A set of a small biogas digester, biogas backpacks and biogas stoves replaces firewood for cooking in developing countries. Not only the technology, but rather the approach of (B)energy proves that a smart business model implemented by local entrepreneurs is much more effective than aid projects funded by western donors.
Cooking in Africa is expensive! It is not the food, but the energy used for cooking that has become a major expense for African households south of the Sahara. While still about 80 percent of the households in Sub-Saharan Africa cook with traditional fuels, thus fire wood or charcoal on more or less open fires this practice consumes up to half of the households’ incomes. These fuels significantly contribute to greenhouse gas emissions, deforestation, soil erosion, loss of soil fertility and lead to severe indoor air pollution with premature death of about 4 million
Biogas is probably the cleanest and most sustainable alternative cooking fuel that could be used, but its acceptance and dissemination is progressing only very slowly in Africa. But why?

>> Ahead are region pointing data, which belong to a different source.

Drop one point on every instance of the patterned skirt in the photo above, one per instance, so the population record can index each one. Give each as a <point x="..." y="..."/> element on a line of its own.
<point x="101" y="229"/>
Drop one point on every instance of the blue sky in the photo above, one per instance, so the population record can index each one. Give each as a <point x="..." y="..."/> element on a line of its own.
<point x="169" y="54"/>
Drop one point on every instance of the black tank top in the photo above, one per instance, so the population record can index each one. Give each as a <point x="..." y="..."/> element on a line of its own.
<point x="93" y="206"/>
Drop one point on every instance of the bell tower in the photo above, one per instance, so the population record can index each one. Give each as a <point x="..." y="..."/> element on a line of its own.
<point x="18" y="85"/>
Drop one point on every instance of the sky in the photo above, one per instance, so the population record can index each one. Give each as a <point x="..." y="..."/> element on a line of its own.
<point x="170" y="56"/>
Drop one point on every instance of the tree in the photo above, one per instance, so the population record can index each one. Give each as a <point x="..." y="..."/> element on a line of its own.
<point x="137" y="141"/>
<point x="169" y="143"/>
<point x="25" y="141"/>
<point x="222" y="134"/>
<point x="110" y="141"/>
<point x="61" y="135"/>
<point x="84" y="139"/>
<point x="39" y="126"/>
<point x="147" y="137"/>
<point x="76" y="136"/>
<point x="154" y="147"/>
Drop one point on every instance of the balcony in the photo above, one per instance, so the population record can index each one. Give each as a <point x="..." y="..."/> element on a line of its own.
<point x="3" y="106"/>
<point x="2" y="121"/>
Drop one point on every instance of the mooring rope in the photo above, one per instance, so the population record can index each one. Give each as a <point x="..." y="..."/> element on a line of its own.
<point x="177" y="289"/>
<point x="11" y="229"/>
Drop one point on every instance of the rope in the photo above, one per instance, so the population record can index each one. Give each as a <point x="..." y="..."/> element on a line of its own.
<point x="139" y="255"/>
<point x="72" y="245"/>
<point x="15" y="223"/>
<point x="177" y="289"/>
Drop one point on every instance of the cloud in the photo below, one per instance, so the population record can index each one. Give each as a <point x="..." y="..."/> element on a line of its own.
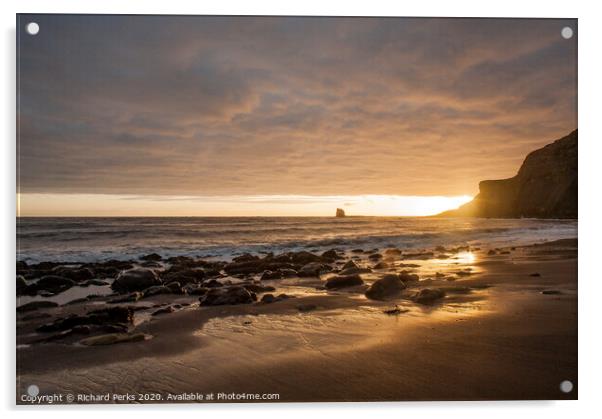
<point x="270" y="106"/>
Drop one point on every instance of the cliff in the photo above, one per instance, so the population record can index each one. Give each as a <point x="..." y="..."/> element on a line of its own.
<point x="544" y="187"/>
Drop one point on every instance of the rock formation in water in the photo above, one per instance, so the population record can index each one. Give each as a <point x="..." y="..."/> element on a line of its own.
<point x="544" y="187"/>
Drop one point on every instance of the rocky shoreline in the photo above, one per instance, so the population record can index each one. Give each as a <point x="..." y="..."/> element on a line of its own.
<point x="164" y="320"/>
<point x="153" y="286"/>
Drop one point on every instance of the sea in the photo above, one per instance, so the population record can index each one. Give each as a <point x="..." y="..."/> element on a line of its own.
<point x="88" y="239"/>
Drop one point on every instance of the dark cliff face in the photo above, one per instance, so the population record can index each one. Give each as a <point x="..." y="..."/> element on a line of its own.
<point x="544" y="187"/>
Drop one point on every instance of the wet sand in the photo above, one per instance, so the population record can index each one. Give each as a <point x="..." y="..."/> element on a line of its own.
<point x="494" y="336"/>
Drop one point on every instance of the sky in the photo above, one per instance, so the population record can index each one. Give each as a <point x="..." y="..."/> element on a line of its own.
<point x="207" y="115"/>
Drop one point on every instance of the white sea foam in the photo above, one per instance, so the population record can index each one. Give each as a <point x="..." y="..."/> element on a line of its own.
<point x="90" y="239"/>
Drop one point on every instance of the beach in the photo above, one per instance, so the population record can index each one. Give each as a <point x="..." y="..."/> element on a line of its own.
<point x="502" y="325"/>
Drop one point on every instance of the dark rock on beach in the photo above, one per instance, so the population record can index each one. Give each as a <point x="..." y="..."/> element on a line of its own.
<point x="259" y="288"/>
<point x="74" y="274"/>
<point x="105" y="316"/>
<point x="128" y="298"/>
<point x="331" y="255"/>
<point x="152" y="257"/>
<point x="313" y="269"/>
<point x="51" y="283"/>
<point x="35" y="305"/>
<point x="113" y="338"/>
<point x="136" y="279"/>
<point x="388" y="286"/>
<point x="21" y="285"/>
<point x="227" y="296"/>
<point x="343" y="281"/>
<point x="428" y="295"/>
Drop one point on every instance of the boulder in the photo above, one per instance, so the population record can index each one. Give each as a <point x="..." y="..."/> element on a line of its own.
<point x="227" y="296"/>
<point x="428" y="295"/>
<point x="128" y="298"/>
<point x="21" y="285"/>
<point x="408" y="277"/>
<point x="388" y="286"/>
<point x="268" y="275"/>
<point x="342" y="281"/>
<point x="259" y="288"/>
<point x="312" y="269"/>
<point x="52" y="283"/>
<point x="331" y="255"/>
<point x="156" y="290"/>
<point x="35" y="305"/>
<point x="112" y="338"/>
<point x="74" y="274"/>
<point x="136" y="279"/>
<point x="164" y="310"/>
<point x="154" y="257"/>
<point x="350" y="265"/>
<point x="104" y="316"/>
<point x="381" y="265"/>
<point x="303" y="257"/>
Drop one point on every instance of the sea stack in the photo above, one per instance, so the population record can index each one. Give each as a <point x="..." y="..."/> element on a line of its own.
<point x="544" y="187"/>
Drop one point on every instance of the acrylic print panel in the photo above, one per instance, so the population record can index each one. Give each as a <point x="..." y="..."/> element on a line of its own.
<point x="295" y="209"/>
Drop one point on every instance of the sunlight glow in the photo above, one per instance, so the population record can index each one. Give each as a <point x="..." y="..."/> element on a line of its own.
<point x="250" y="205"/>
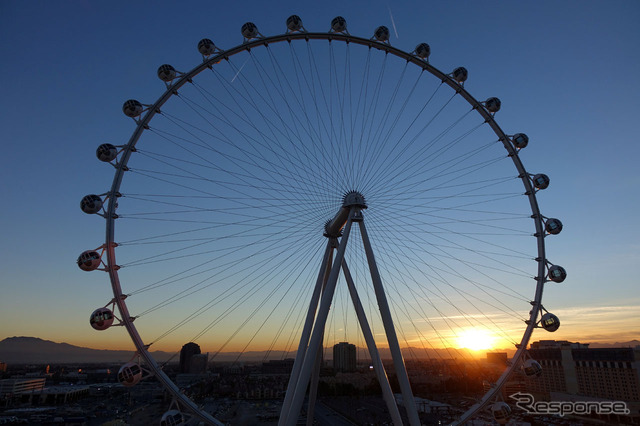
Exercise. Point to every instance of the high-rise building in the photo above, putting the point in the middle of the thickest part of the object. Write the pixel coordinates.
(187, 352)
(344, 357)
(574, 368)
(198, 364)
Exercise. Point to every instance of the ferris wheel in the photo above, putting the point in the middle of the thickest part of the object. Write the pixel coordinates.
(315, 187)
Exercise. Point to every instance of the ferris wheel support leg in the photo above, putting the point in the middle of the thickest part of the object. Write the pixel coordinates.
(318, 329)
(387, 394)
(392, 338)
(306, 332)
(313, 389)
(315, 378)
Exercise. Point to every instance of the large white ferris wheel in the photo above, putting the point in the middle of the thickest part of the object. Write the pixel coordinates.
(315, 187)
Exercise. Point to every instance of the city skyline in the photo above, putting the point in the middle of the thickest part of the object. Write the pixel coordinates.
(592, 191)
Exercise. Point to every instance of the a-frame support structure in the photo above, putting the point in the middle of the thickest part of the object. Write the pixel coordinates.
(306, 367)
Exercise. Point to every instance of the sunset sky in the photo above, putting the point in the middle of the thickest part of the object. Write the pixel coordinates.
(566, 73)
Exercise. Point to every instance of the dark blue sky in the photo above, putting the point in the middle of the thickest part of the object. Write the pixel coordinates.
(566, 73)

One strategy that has been pursued in several countries is to distribute free or subsidized biogas systems among the population. In Ethiopia alone, over 25.000 household biogas plants have been built in the past 10 years with over 80 million Euros from European tax payers. A program that originally had one major aim: private sector development. Until today the private sector has not been able to develop alongside the program. No company, including (B)energy, has been able to compete with the heavily subsidized biogas digesters promoted by the Program. Consequently, biogas technology is not freely available on the market, but only for households that qualify for the subsidy. Alternative approaches in the biogas sector in other countries are directly run by aid organizations, who give biogas systems away for free on a project to project basis. The few companies that exist in the sector use every chance to take donations or external funding to extend and survive their “businesses”. This consequence of this: there is literally no biogas system on the market that is not somehow subsidized. The amount of subsidy determines the price for the user and the success of the competitors is thus determined by the most successful fund raiser. At the end the market is so heavily distorted, that nobody will be able to exist in the longterm – at the cost of the local population.

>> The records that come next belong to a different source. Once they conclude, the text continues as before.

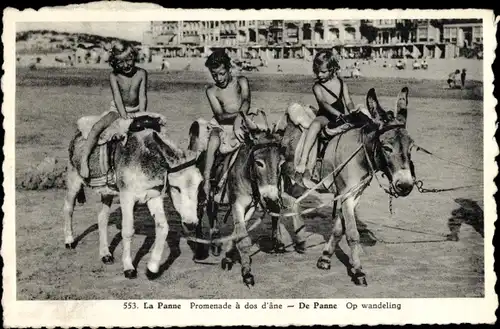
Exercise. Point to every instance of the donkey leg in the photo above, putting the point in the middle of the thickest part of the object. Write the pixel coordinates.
(155, 206)
(298, 224)
(74, 184)
(127, 204)
(324, 262)
(212, 210)
(102, 222)
(352, 235)
(244, 243)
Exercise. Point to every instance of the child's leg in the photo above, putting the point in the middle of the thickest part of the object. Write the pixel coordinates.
(92, 139)
(213, 146)
(312, 133)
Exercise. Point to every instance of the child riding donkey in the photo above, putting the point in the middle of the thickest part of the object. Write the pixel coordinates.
(128, 86)
(336, 109)
(229, 98)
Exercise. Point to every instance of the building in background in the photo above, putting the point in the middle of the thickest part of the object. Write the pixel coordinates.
(388, 38)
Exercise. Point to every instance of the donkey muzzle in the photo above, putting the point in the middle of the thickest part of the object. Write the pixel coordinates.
(403, 182)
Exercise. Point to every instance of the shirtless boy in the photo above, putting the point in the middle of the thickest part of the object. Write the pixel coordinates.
(228, 98)
(128, 86)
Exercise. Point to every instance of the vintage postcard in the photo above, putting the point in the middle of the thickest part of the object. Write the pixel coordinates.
(247, 167)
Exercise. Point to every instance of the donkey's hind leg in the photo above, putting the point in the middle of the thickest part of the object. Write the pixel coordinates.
(102, 222)
(212, 210)
(155, 206)
(324, 262)
(74, 185)
(353, 240)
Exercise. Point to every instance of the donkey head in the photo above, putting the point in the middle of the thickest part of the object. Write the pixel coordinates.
(183, 180)
(265, 159)
(394, 142)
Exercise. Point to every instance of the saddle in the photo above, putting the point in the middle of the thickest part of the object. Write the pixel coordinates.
(102, 158)
(121, 127)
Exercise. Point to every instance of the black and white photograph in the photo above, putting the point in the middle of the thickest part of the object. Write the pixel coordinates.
(313, 163)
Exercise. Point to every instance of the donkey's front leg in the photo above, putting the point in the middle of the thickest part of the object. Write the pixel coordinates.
(243, 242)
(127, 202)
(298, 223)
(155, 206)
(352, 235)
(102, 223)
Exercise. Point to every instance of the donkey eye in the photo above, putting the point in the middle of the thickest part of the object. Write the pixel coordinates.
(387, 148)
(260, 163)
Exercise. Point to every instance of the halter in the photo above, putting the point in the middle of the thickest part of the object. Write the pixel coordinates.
(255, 189)
(378, 133)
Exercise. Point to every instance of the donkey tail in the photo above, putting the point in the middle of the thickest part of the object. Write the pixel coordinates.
(80, 196)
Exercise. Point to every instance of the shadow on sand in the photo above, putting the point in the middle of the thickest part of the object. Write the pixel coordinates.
(469, 213)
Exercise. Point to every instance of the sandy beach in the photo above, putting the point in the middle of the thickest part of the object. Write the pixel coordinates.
(439, 69)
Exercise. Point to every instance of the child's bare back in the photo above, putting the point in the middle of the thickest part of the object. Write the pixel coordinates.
(229, 99)
(129, 86)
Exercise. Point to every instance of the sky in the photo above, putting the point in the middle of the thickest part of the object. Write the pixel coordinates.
(125, 30)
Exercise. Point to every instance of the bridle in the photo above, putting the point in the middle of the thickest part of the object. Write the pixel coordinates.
(374, 154)
(250, 159)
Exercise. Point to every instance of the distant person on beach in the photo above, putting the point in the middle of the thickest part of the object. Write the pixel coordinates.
(128, 87)
(165, 64)
(453, 77)
(228, 98)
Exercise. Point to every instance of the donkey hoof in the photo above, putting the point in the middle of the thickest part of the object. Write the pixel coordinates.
(216, 250)
(300, 247)
(359, 279)
(71, 245)
(130, 274)
(323, 264)
(279, 248)
(152, 275)
(108, 259)
(248, 279)
(226, 263)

When aid organizations or aid money gets involved in biogas dissemination, then the whole biogas sector is put at risk in 3 major ways:1.
1.The reputation of biogas technology is damaged. We often meet people who know biogas as something that is “very expensive and does not work”, because of lack or ownership for free products
2. It reduces the willingness of customers to pay for a biogas system and increases jealousy – if some people get a free or subsidized system, everybody else expects the same or feels treated unfair
3. Private sector development is not possible when entrepreneurs have to compete with aid-supported products or companies. But companies would pay tax, which forms the basis for development
(B)energy is following a fundamentally different approach. The company only works with local business partners, who take a training, import or manufacture the technology and make it availabe on the market. Importers collaborate with independent installers, usually young, active, practical people from all parts of the country, especially from rural areas, who use the chance to build their own biogas installer business. The end customers themselves become entrepreneurs as well by selling biogas at a small scale to neighbors. This is with the (B)energy system du to the so called biogas backpack, a simple and low-cost biogas storage and transport container.

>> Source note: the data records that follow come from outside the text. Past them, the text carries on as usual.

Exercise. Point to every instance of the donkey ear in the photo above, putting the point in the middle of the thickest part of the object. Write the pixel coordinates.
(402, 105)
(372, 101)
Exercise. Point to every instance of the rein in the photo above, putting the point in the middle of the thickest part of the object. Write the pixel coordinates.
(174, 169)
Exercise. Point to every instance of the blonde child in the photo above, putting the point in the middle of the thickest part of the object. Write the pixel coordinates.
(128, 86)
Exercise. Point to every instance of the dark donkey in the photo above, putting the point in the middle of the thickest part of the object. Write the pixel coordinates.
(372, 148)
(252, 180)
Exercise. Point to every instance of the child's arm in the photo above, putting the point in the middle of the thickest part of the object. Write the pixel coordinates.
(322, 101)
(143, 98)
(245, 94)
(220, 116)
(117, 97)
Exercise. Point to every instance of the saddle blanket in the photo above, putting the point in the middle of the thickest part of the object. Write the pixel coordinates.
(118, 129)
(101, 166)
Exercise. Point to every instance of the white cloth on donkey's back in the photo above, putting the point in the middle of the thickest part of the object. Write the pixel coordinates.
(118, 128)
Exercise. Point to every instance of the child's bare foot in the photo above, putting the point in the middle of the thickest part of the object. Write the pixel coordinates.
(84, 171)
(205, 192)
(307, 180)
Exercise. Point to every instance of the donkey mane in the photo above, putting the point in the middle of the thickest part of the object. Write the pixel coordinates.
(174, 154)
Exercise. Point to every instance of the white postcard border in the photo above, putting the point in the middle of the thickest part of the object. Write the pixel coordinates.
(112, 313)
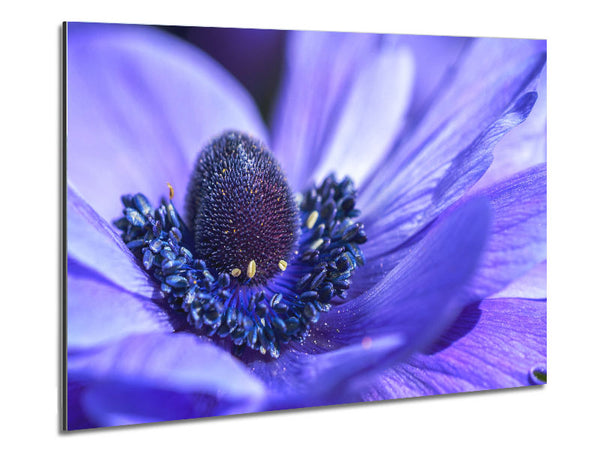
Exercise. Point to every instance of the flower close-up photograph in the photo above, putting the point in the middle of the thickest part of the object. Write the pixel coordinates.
(262, 220)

(B)energy offers regular trainings, provides the technical components as well as a service infrastructure for all business partners to use. Additionally, a network of active partners, who exchange and share their knowledge, is actively established and promoted.
Unfortunately, local business partners of (B)energy are often confronted with distorted customer expectations. This is the result of funded projects or programs implemented in the area. In some places the potential customers don’t even want a biogas system to be visible in their yard, because the technology is related to poverty due to the aid industry’s focus on poor people.
(B)energy’s call for action:
We have to stop the free flow of products and services from the West to Africa. To this end, projects and programs of aid organizations, including the EU, western governments, SNV and GIZ, NGOs and private initiatives, should be examined for one thing in particular: the potential for market distortion. An honest offer of support for developing the energy sector should be based on preparing fair market conditions for entrepreneurs to develop rather than providing end customers with products. Therefore this appeal goes to all companies in the energy sector working in Africa: If you want to see the biogas market develop without unpredictable danger of the market being destroyed, then we all should adopt the principles that include 1. not to supply technology to aid organizations and projects (including research projects) in which a limited number of people are supplied with free or subsidized products. Only if we all face the same conditions in the country we work in, we can help to build a fair and functioning market. This includes, incidentally, foreign trade promotion, which gives European companies a competitive advantage over domestic companies. Let us, as the biogas sector, set an example of how a sector can develop the market responsibly, leaving the responsibilities with those who are actually responsible.